Pipelines - Complete Reference¶
Orchestrate data synchronization between external sources and Salesforce with flexible, configuration-driven ETL pipelines.
Overview¶
The SyncPipeline provides a complete framework for Extract-Transform-Load (ETL) operations, enabling you to:
- Extract data from any source (databases, APIs, CSV files, etc.)
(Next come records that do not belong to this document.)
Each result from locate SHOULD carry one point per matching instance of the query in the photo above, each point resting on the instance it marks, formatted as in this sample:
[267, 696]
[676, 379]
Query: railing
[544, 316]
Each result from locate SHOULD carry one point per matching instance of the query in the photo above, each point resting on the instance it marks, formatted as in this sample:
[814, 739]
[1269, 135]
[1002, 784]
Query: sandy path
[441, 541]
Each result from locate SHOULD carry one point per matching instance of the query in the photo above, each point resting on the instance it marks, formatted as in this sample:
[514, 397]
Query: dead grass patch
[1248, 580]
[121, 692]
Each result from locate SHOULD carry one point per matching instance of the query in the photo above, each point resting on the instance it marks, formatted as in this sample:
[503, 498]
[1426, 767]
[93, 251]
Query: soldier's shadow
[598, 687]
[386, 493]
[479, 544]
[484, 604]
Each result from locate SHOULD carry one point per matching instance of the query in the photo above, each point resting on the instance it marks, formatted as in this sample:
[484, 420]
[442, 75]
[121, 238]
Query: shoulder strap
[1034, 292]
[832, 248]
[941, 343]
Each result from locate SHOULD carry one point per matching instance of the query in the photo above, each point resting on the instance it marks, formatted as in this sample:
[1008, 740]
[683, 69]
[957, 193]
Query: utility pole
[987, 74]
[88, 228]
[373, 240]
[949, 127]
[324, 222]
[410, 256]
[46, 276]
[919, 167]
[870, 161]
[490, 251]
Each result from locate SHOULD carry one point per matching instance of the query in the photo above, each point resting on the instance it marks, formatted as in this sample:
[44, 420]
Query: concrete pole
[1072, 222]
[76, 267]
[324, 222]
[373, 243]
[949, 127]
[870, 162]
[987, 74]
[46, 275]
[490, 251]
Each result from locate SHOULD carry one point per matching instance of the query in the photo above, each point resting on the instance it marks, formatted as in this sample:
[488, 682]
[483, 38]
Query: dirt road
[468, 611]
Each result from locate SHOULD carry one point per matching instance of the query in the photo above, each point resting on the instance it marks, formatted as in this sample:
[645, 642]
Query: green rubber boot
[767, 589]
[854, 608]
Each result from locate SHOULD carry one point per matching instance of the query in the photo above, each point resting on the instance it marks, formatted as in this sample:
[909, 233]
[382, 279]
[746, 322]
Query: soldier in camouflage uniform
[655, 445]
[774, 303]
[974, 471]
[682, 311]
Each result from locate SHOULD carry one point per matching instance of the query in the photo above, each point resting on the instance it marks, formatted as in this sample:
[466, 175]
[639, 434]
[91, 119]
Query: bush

- Transform data using FieldMapper
- Load data to Salesforce with comprehensive error handling
- Track progress with callbacks and detailed logging
Key Features: - ✅ Multiple sync modes (INSERT, UPDATE, UPSERT, DELETE) - ✅ Batch processing for efficiency - ✅ Integrated field mapping - ✅ Progress callbacks and event hooks - ✅ Comprehensive error tracking - ✅ Configuration-driven setup - ✅ Flexible and extensible architecture
Quick Reference¶
| Component | Description |
|---|---|
SyncPipeline |
Main pipeline class |
SyncMode |
Sync operation modes |
SyncResult |
Operation results and metrics |
SyncStatus |
Pipeline execution status |
SyncMode Enum¶
Defines the type of synchronization operation.
Values:
| Mode | Description | Requirements |
|---|---|---|
INSERT |
Create new records | - |
UPDATE |
Update existing records | Requires Id field |
UPSERT |
Insert or update | Requires external ID field |
DELETE |
Delete records | Requires Id field |
Example:
from kinetic_core.pipeline import SyncMode
# Use different modes
mode_insert = SyncMode.INSERT
mode_update = SyncMode.UPDATE
mode_upsert = SyncMode.UPSERT
mode_delete = SyncMode.DELETE
SyncStatus Enum¶
Tracks the status of pipeline execution.
Values:
| Status | Description |
|---|---|
PENDING |
Not yet started |
IN_PROGRESS |
Currently running |
SUCCESS |
All records processed successfully |
FAILED |
All records failed |
PARTIAL |
Some succeeded, some failed |
SyncResult Class¶
Contains results and metrics from a synchronization operation.
Properties:
- status (SyncStatus): Overall sync status
- total_records (int): Total records processed
- success_count (int): Number of successful operations
- error_count (int): Number of failed operations
- errors (List[Dict]): Detailed error information
- salesforce_ids (List[str]): Created/updated Salesforce IDs
- metadata (Dict): Additional metadata (timing, throughput)
Methods:
- success_rate (property): Calculate success percentage
- add_success(salesforce_id): Record a successful operation
- add_error(record_data, error): Record a failed operation
Example:
result = pipeline.sync(data)
print(f"Status: {result.status.value}")
print(f"Total: {result.total_records}")
print(f"Success: {result.success_count}")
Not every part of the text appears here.